Hooray! Humperdinck! I keep banging on about the quality of his
other opera's. I wonder if 'Donroschen' is the recent performance?

Jonathan

Judging by that list from CPO, I shall need to take out a loan to buy all the ones I would like!!  ;D

Alan Howe

The cpo Dornröschen is indeed the performance recently broadcast - conducted by Schirmer in Munich.

Mark Thomas

How irritating that to get the catalogue you have to fork out €1.99. It's no incentive to get a "free" Telemann CD which I certainly don't want, and which presumably they couldn't shift in the first place! What would it cost cpo to make a pdf of the catalogue downloadable for nothing? This is marketing from the 1980s!
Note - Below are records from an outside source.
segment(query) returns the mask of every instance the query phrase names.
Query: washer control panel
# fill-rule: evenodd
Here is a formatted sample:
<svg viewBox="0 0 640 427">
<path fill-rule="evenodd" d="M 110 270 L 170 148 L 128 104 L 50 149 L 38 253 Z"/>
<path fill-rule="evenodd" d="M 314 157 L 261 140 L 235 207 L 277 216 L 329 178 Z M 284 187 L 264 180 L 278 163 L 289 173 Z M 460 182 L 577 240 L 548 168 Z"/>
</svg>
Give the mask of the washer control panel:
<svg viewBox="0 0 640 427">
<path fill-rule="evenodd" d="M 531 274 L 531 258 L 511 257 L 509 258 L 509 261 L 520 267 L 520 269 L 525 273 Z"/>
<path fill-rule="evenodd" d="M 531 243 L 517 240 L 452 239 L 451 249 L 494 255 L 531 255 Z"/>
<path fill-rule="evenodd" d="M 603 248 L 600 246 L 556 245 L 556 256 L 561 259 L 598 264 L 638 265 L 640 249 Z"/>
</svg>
Thanks to you, Alan, for summarising the juicy bits...

peter_conole

Hi Mark (and Alan)

I agree. It will be hard to shift a lot of Telemann, but sorry - really sorry - two of his violin concertos at least are going to be around for a very long time. Reason: they are masterpieces, and monuments (silver statues - perhaps not gold) of Western Art. That brings me to the real monuments. Alan, any word of the Herzogenberg violin concerto recording on CPO? My heart is inditing.

regards
Peter

Alan Howe

Nope - no news about the Herzogenberg VC/Odysseus Symphony release from cpo. Sorry! (Nor about the Urspruch Symphony/PC or Klughardt VC/Symphony 3.)

Ilja

The time it takes cpo to release some recordings is really, really irritating. They CAN do it when they have to, though: see the Badings and Van Gilse releases which typically take only a couple of months to be released.

Pengelli

I expect they've got their favourites! No news on The Dopper
either,I suppose!?

TerraEpon

Quote from: Ilja on Tuesday 24 November 2009, 21:43
The time it takes cpo to release some recordings is really, really irritating.

Yeah, it took almost ten years, I think, for them to release Villa-Lobos #10.